The main limitations of this study are its retrospective design, small sample size, lack of data on complications, missing HbA1c data, and treatment by a single surgeon. The retrospective design precludes attributions of causality and introduces the possibility of selection bias. Although propensity score matching helps to mitigate selection bias, we were unable to match patients on HbA1c due to missing data for two patients in the IO-Vanc group. The small sample reduced statistical power to detect statistically significant differences or conclusions about non-inferiority in outcomes between the groups; a larger retrospective study may address this limitation. In addition, an adequately powered randomized prospective study would more conclusively determine the benefits and risks of IO vancomycin versus IV cefazolin. The absence of data on some post-surgical complications (e.g., readmissions) limited our ability to fully assess the clinical impact of the two antibiotic approaches. Lastly, generalizability of findings is limited due to all patients being treated by the same surgeon.

Conclusion

High-risk patients who received IO vancomycin plus IV cefazolin versus IV cefazolin alone appeared to have similar KOOS scores at 2-week and 3-month follow-up after TKA. These findings should allay surgeons’ concerns that IO antibiotics may negatively affect knee pain or function after TKA. Additional research with larger samples is needed to understand how antibiotic delivery methods impact TKA outcomes, especially for patients at higher risk for infection.
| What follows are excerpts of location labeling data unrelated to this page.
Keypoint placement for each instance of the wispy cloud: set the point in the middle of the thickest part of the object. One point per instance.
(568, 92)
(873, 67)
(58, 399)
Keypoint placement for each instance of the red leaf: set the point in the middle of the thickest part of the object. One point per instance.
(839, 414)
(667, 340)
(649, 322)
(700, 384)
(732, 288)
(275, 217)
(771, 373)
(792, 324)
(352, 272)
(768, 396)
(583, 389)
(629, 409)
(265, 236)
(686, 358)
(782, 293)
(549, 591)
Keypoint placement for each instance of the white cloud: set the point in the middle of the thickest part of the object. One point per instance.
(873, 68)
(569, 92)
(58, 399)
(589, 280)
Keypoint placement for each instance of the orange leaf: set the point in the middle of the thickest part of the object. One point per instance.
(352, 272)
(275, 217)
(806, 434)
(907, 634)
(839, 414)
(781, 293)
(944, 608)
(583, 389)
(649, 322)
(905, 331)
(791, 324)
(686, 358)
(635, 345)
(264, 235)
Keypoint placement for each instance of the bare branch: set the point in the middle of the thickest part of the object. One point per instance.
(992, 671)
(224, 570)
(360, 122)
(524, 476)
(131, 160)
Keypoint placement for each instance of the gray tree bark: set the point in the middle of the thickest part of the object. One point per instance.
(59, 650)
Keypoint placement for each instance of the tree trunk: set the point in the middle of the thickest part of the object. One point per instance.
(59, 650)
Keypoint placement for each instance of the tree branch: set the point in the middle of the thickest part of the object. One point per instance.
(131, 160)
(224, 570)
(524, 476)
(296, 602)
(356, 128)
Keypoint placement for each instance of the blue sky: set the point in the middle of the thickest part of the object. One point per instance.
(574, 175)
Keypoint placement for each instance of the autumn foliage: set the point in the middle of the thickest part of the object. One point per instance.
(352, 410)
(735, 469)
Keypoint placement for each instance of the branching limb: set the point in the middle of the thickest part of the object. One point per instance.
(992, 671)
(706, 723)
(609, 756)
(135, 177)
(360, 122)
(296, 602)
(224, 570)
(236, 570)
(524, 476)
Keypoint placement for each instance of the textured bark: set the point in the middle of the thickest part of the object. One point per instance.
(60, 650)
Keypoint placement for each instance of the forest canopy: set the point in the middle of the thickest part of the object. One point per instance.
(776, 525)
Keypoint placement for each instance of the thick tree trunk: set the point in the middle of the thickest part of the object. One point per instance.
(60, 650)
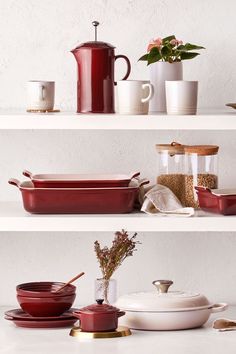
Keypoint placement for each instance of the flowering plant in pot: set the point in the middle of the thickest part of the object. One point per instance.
(110, 259)
(170, 50)
(166, 56)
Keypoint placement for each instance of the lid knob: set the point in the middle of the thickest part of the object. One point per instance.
(95, 24)
(99, 301)
(162, 285)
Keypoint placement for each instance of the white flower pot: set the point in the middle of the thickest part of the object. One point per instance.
(160, 72)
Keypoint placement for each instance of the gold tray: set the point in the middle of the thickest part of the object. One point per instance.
(43, 110)
(121, 331)
(232, 105)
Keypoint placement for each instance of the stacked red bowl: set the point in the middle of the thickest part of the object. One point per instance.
(40, 299)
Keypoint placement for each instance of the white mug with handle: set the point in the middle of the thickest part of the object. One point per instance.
(40, 95)
(134, 96)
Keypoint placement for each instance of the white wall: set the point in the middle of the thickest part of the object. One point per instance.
(35, 39)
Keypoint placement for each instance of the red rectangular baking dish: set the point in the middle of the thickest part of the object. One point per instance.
(80, 180)
(220, 201)
(114, 200)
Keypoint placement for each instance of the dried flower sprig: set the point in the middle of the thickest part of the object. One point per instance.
(111, 258)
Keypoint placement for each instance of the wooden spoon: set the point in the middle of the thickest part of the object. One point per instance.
(224, 325)
(69, 282)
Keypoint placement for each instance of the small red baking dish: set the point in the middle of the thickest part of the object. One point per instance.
(80, 180)
(115, 200)
(220, 201)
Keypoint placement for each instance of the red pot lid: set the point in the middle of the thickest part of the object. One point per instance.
(99, 307)
(94, 45)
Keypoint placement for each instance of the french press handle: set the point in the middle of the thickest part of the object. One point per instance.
(128, 66)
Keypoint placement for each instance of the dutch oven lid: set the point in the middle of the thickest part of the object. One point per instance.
(95, 44)
(163, 300)
(99, 307)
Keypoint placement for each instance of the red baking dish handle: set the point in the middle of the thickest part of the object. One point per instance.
(76, 314)
(203, 189)
(121, 313)
(27, 173)
(134, 174)
(142, 182)
(14, 182)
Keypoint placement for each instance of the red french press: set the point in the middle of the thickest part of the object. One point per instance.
(95, 86)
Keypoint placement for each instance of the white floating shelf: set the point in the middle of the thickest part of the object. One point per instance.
(207, 119)
(14, 218)
(200, 340)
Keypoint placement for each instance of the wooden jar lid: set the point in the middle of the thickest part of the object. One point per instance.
(201, 150)
(173, 148)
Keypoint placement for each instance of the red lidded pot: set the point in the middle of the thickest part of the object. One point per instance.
(95, 87)
(98, 317)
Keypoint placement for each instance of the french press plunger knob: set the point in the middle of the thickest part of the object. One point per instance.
(95, 24)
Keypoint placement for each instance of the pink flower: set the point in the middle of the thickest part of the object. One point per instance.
(154, 43)
(173, 42)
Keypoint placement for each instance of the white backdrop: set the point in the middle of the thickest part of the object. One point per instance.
(35, 41)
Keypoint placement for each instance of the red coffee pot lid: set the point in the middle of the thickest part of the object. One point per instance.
(94, 44)
(99, 307)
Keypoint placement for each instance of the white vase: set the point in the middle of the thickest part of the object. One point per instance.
(160, 72)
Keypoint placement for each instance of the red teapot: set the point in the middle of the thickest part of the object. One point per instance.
(95, 86)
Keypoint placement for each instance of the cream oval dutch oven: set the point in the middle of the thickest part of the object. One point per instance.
(166, 310)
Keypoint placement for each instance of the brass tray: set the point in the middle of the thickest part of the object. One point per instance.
(121, 331)
(43, 110)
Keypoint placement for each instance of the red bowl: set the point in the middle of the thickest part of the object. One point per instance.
(46, 306)
(44, 289)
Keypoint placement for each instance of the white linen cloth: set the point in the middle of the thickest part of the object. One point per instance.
(160, 200)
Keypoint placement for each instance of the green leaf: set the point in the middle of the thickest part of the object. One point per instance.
(168, 39)
(144, 57)
(187, 55)
(154, 55)
(181, 47)
(189, 46)
(165, 51)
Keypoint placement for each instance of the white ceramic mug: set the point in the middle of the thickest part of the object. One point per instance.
(134, 96)
(40, 95)
(181, 97)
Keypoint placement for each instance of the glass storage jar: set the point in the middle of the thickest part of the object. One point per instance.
(201, 163)
(171, 168)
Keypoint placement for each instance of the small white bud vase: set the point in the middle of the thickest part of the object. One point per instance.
(160, 72)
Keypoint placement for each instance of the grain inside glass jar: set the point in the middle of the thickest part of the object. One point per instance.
(171, 168)
(201, 170)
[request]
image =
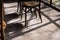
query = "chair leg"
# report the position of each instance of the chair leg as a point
(39, 11)
(35, 12)
(18, 6)
(20, 12)
(25, 17)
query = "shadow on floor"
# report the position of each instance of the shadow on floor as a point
(17, 28)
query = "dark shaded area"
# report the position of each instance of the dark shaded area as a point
(9, 1)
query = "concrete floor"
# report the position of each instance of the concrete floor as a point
(49, 29)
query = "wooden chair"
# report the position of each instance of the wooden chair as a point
(29, 6)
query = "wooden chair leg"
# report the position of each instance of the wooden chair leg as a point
(18, 6)
(25, 17)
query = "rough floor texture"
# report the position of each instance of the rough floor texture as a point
(49, 29)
Supplemental Table. KOOS subscale scores at 2 weeks and 3 months after TKA (n=32)
Outcome IV-Cef IV-Cef + IO-Vanc
2 weeks (n=11) (n=9)
Symptoms 58.8 (6.6) 51.4 (7.3)
Pain 59.8 (4.0) 67.8 (4.4)
ADL 66.5 (6.0) 58.4 (6.7)
QOL 30.8 (7.4) 40.2 (8.2)
3 months (n=11) (n=8)
Symptoms 63.8 (6.2) 71.0 (7.3)
Pain 62.3 (5.7) 65.2 (6.7)
ADL 69.0 (6.7) 71.5 (7.9)
QOL 48.8 (8.4) 51.6 (9.8)

All values are least square means (standard error of the mean) adjusted for pre-TKA values.
Abbreviations: ADL, function in daily living; KOOS, Knee injury and Osteoarthritis Outcomes Scale; QOL, quality of life; SD, standard deviation; TKA, total knee arthroplasty.